Photographs of Cllr Bedser can be downloaded here: http://www.flickr.com/photos/birminghamnewsroom/sets/72157636534162113/

Be Active Background

Be Active is a city-wide scheme, designed to help everyone increase their physical activity for free. With such a wide range of activities to choose from there is something for everyone at every leisure centre across the city, to help you lose weight, reduce the risk of illness and even boost your confidence.

Be Active is available to anyone who lives in a property eligible for council tax in Birmingham. You will need to take two forms of identification with you to your local leisure facility when you join Be Active. All you need to access Be Active is a Leisure Card which can be accessed from your local leisure centre.

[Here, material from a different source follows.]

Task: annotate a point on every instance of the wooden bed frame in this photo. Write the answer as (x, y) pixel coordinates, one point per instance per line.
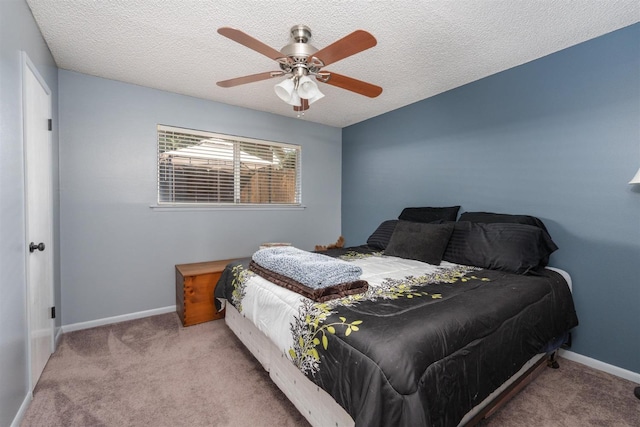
(321, 410)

The scheme was initially called Gym for Free and was launched in February 2008 in the Ladywood Constituency to 100,000 residents as a joint initiative between NHS Heart of Birmingham tPCT and Birmingham City Council.

Gym for Free offered free swimming, fitness classes, and gym sessions to all of the residents of the constituency as long as they exercised at least 4 times per month. There was no upper limit to the number of times they could attend exercise sessions and the only other criteria was residency within the constituency.

Initially there were only 95 people across Ladywood regularly exercising on the local authorities direct debit scheme (the closest benchmark). Within 6 months there were 7,000 people on the Gym For Free scheme. Demand was through the roof and people were queuing for up to 2 hours to access sessions.

By November 2008 the scheme was rolled out to the rest of the Heart of Birmingham PCT area, some 300,000 people.

The scheme continued to prove successful and won a number of awards for tackling health inequalities and also social marketing.

Stats

  • 60% on scheme from the Black and Minority Ethnic communities. Traditionally hard to reach groups, such as Bangladeshi and Pakistani women, are over-represented.
  • Average age of people in the gyms on the scheme is 49 but in the private gyms is 29.

In those signing up to the scheme:

  • 50% overweight or obese.
  • 50% had raised blood pressure.
  • 25% smoke.
  • 20% said health poor or very poor.
  • 20% suffered extreme/moderate anxiety and depression.
  • This means that those communities with the biggest health gain to make are the ones using the scheme the most.
  • 74.3% of users were not previously a member of a leisure centre, gym, or swimming pool before joining.